The blocking of VoIP and prepaid cell phone numbers by Craiglist points to the larger question of identity and trust on the Internet. There is no love between Craigslist and users.
- Users don’t trust Internet sites with their private information, like email and phone numbers. And rightly so. Users are constantly bombarded with email, phone, and fax advertising – the last thing they want is to let their “real” email addresses and phone numbers leak out to yet more potential spammers. Therefore, users have valid reasons for wanting to give out disposable email addresses and disposable phone numbers.
- Craigslist doesn’t trust users to behave. And rightly so. Fraud is rampant.
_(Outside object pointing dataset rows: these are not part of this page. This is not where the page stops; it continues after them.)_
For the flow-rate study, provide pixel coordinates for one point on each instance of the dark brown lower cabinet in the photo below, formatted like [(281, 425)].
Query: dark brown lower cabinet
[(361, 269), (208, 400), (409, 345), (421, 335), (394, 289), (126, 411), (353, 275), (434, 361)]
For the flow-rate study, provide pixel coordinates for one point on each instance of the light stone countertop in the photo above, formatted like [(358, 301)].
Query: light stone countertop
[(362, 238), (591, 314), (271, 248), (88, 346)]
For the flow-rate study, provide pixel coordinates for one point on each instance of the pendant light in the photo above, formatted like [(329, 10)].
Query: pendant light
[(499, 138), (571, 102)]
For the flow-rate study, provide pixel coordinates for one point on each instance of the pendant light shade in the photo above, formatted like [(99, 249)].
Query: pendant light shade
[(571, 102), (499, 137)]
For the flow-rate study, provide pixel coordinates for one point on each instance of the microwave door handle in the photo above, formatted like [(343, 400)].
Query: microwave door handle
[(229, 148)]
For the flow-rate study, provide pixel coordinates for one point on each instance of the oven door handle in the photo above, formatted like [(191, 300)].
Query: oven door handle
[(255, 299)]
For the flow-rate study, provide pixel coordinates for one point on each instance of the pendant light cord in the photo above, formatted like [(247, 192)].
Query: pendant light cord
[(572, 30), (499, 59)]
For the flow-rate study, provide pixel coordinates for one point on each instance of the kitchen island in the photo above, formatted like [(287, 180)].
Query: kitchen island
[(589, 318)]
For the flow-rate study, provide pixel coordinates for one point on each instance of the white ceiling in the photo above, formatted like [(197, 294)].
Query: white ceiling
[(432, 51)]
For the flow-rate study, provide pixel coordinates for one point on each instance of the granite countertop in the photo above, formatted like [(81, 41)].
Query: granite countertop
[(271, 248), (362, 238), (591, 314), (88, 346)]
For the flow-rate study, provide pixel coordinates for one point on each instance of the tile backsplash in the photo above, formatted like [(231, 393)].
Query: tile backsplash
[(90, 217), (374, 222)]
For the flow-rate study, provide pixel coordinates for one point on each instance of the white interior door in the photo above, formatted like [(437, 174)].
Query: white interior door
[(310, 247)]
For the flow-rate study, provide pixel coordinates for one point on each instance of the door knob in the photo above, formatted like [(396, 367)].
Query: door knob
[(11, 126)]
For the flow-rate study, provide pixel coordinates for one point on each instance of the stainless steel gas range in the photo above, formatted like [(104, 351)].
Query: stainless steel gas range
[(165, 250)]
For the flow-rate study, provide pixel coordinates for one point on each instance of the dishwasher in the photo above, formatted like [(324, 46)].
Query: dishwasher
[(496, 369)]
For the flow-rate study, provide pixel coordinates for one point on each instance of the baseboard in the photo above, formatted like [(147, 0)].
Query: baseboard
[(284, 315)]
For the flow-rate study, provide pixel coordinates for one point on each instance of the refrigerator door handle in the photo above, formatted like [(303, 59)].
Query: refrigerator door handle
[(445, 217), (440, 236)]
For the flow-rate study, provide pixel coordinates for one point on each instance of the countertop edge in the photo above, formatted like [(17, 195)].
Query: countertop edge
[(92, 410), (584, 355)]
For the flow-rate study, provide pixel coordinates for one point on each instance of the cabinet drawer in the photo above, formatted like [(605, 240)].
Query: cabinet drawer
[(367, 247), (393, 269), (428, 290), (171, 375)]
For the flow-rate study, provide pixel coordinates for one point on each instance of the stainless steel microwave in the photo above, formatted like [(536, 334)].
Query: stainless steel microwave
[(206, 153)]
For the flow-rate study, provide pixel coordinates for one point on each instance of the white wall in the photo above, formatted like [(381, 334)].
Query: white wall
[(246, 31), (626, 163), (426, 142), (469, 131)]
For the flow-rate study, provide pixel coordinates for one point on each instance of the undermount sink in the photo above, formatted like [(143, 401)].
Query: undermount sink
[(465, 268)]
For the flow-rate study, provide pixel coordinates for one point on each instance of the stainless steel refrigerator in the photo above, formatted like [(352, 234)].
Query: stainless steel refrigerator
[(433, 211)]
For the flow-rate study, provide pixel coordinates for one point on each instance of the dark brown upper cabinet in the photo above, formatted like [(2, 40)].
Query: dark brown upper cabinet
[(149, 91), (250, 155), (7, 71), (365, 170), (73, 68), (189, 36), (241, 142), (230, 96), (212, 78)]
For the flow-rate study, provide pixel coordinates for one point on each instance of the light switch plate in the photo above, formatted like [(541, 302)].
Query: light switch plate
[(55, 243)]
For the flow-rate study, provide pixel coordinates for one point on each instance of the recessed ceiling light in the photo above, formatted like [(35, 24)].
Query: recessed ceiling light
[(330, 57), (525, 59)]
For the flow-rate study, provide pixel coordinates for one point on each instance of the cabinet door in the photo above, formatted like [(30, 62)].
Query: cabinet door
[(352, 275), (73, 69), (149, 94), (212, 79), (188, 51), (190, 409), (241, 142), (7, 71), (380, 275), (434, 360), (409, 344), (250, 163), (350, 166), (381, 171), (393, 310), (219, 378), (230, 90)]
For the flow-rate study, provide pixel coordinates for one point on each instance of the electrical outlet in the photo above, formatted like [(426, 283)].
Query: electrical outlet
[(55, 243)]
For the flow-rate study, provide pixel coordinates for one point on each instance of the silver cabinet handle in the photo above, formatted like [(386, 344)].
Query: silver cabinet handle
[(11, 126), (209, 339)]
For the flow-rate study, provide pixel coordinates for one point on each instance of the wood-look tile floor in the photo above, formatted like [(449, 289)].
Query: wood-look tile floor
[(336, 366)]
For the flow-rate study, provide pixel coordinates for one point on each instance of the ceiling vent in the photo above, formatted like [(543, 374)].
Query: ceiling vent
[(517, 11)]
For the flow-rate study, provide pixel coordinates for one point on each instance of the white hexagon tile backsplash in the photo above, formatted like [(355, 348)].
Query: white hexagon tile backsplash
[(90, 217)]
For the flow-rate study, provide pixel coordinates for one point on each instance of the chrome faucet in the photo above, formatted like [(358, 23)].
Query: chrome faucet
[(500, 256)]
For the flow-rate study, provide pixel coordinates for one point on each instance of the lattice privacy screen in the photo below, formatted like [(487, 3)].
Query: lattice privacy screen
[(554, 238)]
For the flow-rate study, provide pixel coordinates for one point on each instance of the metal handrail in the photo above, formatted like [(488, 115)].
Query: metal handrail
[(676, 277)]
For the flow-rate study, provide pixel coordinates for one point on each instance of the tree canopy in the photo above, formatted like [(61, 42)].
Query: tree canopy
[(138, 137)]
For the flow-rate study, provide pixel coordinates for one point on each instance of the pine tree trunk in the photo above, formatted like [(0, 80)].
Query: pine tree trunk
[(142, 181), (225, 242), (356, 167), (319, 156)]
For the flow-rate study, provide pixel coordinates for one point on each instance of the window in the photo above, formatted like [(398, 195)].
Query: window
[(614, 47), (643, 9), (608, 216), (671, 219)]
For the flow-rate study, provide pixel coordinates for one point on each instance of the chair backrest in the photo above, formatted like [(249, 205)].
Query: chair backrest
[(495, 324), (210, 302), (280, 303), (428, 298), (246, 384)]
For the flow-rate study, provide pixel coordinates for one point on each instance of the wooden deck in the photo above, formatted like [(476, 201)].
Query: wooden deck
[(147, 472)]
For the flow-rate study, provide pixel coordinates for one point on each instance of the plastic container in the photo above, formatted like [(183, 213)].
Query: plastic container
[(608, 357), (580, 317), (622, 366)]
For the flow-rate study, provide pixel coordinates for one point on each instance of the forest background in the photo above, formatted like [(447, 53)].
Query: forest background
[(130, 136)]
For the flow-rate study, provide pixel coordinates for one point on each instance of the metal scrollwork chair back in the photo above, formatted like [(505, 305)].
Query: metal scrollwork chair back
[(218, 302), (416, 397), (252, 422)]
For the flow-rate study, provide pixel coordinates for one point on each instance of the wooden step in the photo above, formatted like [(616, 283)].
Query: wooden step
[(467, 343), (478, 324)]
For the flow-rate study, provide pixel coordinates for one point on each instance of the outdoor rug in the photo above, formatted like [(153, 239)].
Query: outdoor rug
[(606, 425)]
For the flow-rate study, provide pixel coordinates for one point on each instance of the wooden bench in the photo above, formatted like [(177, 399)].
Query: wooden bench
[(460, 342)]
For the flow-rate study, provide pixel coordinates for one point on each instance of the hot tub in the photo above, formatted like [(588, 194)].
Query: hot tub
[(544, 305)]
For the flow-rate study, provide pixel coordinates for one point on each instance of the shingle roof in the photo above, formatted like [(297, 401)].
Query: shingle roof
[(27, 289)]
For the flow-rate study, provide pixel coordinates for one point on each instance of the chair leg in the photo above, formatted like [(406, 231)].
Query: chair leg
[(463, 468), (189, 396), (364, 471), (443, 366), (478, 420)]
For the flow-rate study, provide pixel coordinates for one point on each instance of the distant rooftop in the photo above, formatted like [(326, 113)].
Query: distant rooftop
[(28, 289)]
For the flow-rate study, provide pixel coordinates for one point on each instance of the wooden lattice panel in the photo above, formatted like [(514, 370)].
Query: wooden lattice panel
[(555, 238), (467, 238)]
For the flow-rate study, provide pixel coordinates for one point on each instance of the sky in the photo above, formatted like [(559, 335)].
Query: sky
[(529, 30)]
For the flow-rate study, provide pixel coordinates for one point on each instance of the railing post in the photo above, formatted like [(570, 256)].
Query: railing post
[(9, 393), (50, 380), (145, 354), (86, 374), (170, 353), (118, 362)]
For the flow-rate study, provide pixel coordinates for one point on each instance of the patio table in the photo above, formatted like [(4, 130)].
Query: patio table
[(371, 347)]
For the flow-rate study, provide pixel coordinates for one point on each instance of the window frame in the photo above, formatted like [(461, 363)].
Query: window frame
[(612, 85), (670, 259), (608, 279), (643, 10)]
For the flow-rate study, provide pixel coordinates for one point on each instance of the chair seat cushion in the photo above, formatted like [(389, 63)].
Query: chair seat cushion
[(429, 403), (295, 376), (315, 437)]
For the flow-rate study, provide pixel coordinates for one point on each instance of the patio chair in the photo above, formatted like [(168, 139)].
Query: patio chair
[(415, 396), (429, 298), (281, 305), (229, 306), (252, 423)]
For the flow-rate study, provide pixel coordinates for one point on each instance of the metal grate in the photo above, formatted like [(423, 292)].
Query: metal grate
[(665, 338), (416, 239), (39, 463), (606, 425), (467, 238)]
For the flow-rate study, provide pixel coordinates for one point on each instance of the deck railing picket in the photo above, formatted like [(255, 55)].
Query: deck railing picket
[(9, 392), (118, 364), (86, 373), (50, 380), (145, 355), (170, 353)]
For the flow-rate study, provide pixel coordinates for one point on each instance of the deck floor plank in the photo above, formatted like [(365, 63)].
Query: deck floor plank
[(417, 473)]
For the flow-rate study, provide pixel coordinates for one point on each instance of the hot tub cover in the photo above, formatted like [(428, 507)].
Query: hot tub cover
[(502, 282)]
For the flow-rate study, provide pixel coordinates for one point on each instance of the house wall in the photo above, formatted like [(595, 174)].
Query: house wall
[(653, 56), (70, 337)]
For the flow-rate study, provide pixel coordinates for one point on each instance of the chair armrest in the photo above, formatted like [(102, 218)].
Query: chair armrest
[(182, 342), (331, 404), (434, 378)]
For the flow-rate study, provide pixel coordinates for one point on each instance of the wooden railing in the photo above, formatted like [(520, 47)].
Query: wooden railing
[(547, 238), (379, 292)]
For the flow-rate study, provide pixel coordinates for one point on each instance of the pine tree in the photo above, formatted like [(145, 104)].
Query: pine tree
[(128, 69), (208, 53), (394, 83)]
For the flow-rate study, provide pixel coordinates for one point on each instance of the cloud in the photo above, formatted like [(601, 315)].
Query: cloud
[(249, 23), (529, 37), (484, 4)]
Vendors and merchants of all kinds are overwhelmed by e-commerce fraud. It’s a much bigger problem than consumers, users, and the media appreciate. Therefore, Craigslist has a valid reason for identifying users.
It’s a question of accountability too. Both Craigslist and their (legitimate) users “share the love” of users being accountable for their actions. However, anonymity removes accountability – There is no “party of the first part” in the formal or informal contract between user and website.
Some people believe the solution is OpenID. Maybe. The problem is there is still a disconnect between the OpenID community and the commercial Internet e-commerce ecosystem – to the typical CFO, OpenID appears to be an “elitist” geek thing – not something for a conservative businessman to consider. Not enough sites support it – and even if they did, is an OpenID account really enough? Won’t spammers simply create “disposable” OpenID accounts too?
In the end, there are “good sites” (they don’t cause more spam for users) and “good users” (that don’t hack, spam, or steal). These good guys actually share common ground. The problem for both is identifying the good guys from the evil-doers. They both start from a position of “trust” that says “I trust that the other guy is an evil-doer until they prove me otherwise” – this is where they have to start because they have no history except “bad” history.
At one time, the Ebay trust mechanism based on reputation worked. I’m not a big Ebay user, but I’m told that it doesn’t work as well as it once did. There are scammers “buying” reputation there too and therefore diluting the value of “reputation” through this “feedback fraud”.
In short, this is a BIG problem – the kind the Internet, historically, has not been very good at fixing (like DNS, SMTP, NAT, IPv4 , the list goes on). The bad news is, by not fixing it, it invites government and “big corporate” to step in and fix it for us, or replace the open Internet with a closed “safe” one.